Reverse Charge. Reverse charge. What does reverse charge mean? Is the international term reverse charge and the UK reverse charge the same? Reverse charge EU? Are the destination principle and reverse charge VAT actually the same term for the same transaction?
Reverse charge EU
On an invoice I received from a foreign company, it says reverse charge – what does that mean? In English, this is called reverse charge. In practice, this means that you as the buyer, instead of the seller, calculate and pay the VAT.
Normally, the seller invoices the VAT and then pays it to the tax office. With the reverse charge it is instead the buyer who has to charge the VAT and pay it to the tax office. Usually, it’s just a calculation with input and output vat which cancels each other out.

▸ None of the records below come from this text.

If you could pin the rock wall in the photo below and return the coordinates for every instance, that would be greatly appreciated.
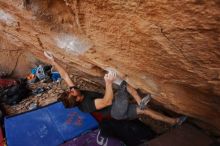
(168, 48)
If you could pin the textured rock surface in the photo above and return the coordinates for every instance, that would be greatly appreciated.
(168, 48)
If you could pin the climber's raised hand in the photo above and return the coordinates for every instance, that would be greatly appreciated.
(49, 55)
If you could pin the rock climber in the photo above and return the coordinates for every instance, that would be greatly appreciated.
(117, 105)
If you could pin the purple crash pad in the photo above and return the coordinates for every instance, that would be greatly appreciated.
(93, 139)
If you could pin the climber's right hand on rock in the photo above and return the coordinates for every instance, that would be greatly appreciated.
(49, 55)
(110, 77)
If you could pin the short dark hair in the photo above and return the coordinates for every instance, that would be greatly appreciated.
(68, 100)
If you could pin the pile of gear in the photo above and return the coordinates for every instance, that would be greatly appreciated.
(14, 91)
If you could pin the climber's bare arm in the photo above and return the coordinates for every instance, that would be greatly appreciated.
(134, 94)
(60, 69)
(101, 103)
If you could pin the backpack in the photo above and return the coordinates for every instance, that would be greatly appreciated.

Examples of reverse charge:
For example, you send an invoice without VAT to a company in Austria. The Austrian firm then calculates the Austrian VAT for the amount and then pays it to the Austrian tax office (or just calculates output VAT and deducts the input VAT directly). So in this case it is the buyer who calculates and pays the tax, so it is a reverse tax liability.
Reverse charge was introduced when the EU was created to make it easier to deal with VAT when trading between countries. This way, the seller does not have to register for VAT in the country to which he is selling. Nowadays, the VAT system in the EU has become significantly more complicated and there are a lot of exceptions. As if it wasn’t complicated enough, new rules for invoicing electronic services were introduced in 2015. Yet more changes 1 July 2021. In this case, sellers must be registered for VAT in the customer’s country, or they must use the MOSS/OSS service to report and pay the local VAT on the invoice to the customer (private individual).
Reverse charge between businesses
When you invoice between businesses, reverse charge still makes it pretty simple. So you invoice the buying business without VAT and refer to a policy that explains why you are invoicing without VAT. Instead, if your own business buys from a business within the EU, you have to calculate VAT on the purchase yourself. The EU is in the process of replacing this rule with the country of destination principle in 2021, but it may still be possible to do reverse charge on B2B transactions after 1 July 2022..
Destination principle vs. reverse charge
No, they are not the same thing. They are in fact two quite different principles.
Destination principle: Billing is done by the seller with VAT and the tax rate of the buyer’s country. So, for example, if you sell an electronic service to a Swedish private customer, you charge 25% Swedish VAT.
Reverse charge: The buyer charges and pays the VAT on the purchase.
So the destination principle requires you to know the VAT regulations and rates around the world, and the EU is in the process of phasing in this principle for all trade within the EU, which will cause complete chaos. The destination principle already applies to electronic services to private customers within the EU. But the plan is to extend this principle to normal services and goods as early as 1 July 2021.